I gritted my teeth and shook my head. “No. There’s a guy, but we’re not really together and we didn’t break up.”

She shifted uncomfortably on her feet. “Then what’s wrong?”

I bit my knuckle to help me choke back the tears. “He wants to be with me, but I’m a mess. I don’t know what’s worse…the knowledge that every minute I keep him at bay like this is hurting him or the fear that he’ll give up and move on.”

Janie sighed and shook her head disparagingly, “Poe, honey, you know the solution to that, don’t you?” I met her fierce eyes a head above me through my tears. She crossed her arms over her chest and pouted her lip the way she did when she was annoyed. “Stop beating yourself up and give the poor guy a chance.
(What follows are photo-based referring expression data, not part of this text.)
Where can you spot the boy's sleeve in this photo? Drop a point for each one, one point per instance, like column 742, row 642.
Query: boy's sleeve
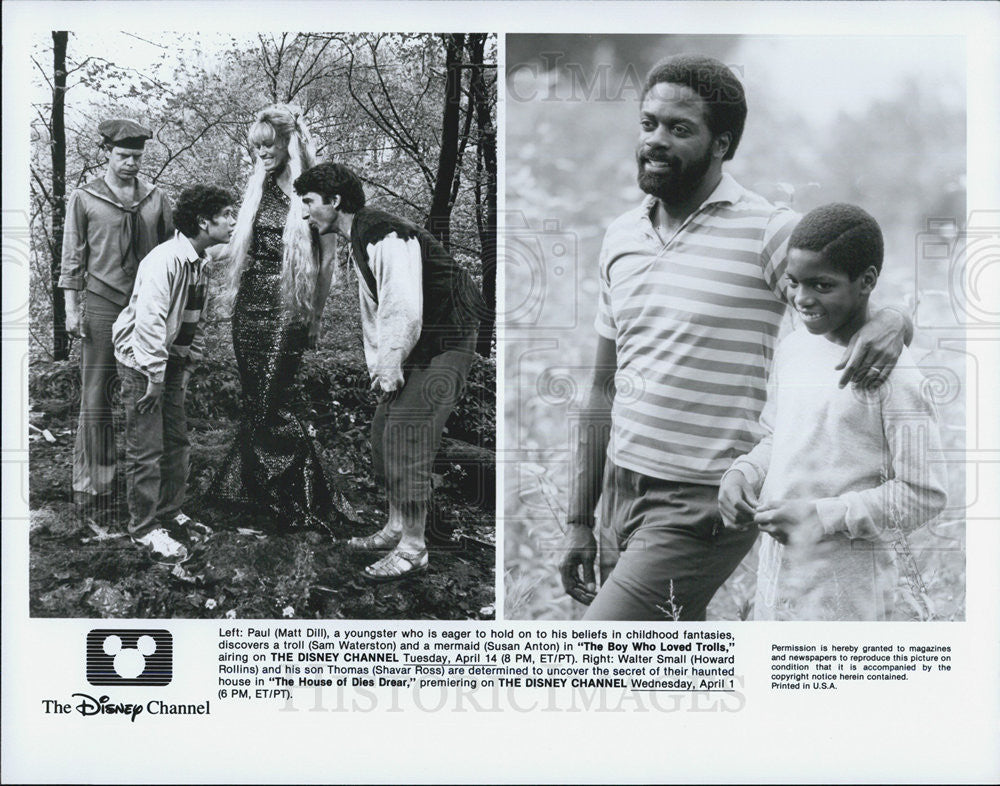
column 197, row 349
column 913, row 491
column 397, row 265
column 74, row 250
column 149, row 343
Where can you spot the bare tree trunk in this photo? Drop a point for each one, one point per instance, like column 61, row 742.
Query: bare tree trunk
column 60, row 341
column 439, row 219
column 486, row 213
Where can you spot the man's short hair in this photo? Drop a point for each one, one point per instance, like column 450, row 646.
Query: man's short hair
column 715, row 84
column 330, row 179
column 847, row 237
column 199, row 202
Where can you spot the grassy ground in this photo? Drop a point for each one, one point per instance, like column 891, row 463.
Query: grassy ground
column 255, row 568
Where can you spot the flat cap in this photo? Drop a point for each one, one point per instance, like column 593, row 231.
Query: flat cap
column 121, row 132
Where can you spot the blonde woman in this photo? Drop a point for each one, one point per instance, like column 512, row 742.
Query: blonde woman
column 280, row 276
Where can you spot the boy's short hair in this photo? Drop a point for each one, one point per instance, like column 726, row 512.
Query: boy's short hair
column 725, row 100
column 330, row 179
column 847, row 237
column 199, row 202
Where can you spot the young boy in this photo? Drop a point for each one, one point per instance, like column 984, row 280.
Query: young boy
column 841, row 473
column 420, row 314
column 157, row 340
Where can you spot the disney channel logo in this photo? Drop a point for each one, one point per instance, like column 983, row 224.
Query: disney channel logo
column 89, row 706
column 122, row 656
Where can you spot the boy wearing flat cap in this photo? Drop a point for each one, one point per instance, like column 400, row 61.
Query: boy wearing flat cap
column 111, row 224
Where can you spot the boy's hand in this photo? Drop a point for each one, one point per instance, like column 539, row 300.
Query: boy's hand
column 737, row 500
column 150, row 401
column 791, row 521
column 385, row 384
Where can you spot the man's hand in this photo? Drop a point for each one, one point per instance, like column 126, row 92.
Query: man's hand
column 791, row 521
column 74, row 319
column 150, row 401
column 577, row 565
column 313, row 337
column 872, row 353
column 737, row 500
column 387, row 382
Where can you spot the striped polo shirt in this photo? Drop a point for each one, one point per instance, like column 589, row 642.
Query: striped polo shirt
column 694, row 321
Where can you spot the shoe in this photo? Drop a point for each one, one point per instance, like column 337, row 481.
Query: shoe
column 396, row 565
column 185, row 523
column 377, row 542
column 169, row 551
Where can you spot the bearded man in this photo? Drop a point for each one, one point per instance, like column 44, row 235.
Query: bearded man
column 691, row 300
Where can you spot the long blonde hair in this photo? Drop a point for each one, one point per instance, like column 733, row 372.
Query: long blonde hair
column 279, row 123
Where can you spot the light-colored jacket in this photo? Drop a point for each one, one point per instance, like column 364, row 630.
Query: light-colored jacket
column 157, row 323
column 103, row 241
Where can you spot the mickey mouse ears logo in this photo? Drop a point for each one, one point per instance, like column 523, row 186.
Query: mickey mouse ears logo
column 129, row 657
You’ve been driving yourself into the ground for every day of all the years I’ve known you. Let up and give life a chance.”

I groaned and wiped my eyes, feeling foolish and young. “Janie, it’s not that simple…”

“It never is,” she cut in firmly. She pointed to my phone vehemently. “Now, you text him back and apologize, and then you punch out and get out of here. We can finish up without you if you tell me you’ll fix this and come to work tomorrow night smiling for once.”

I looked down at my non-slip shoes and, in the corner of my eye, my phone. “Okay. Thank you, Janie.”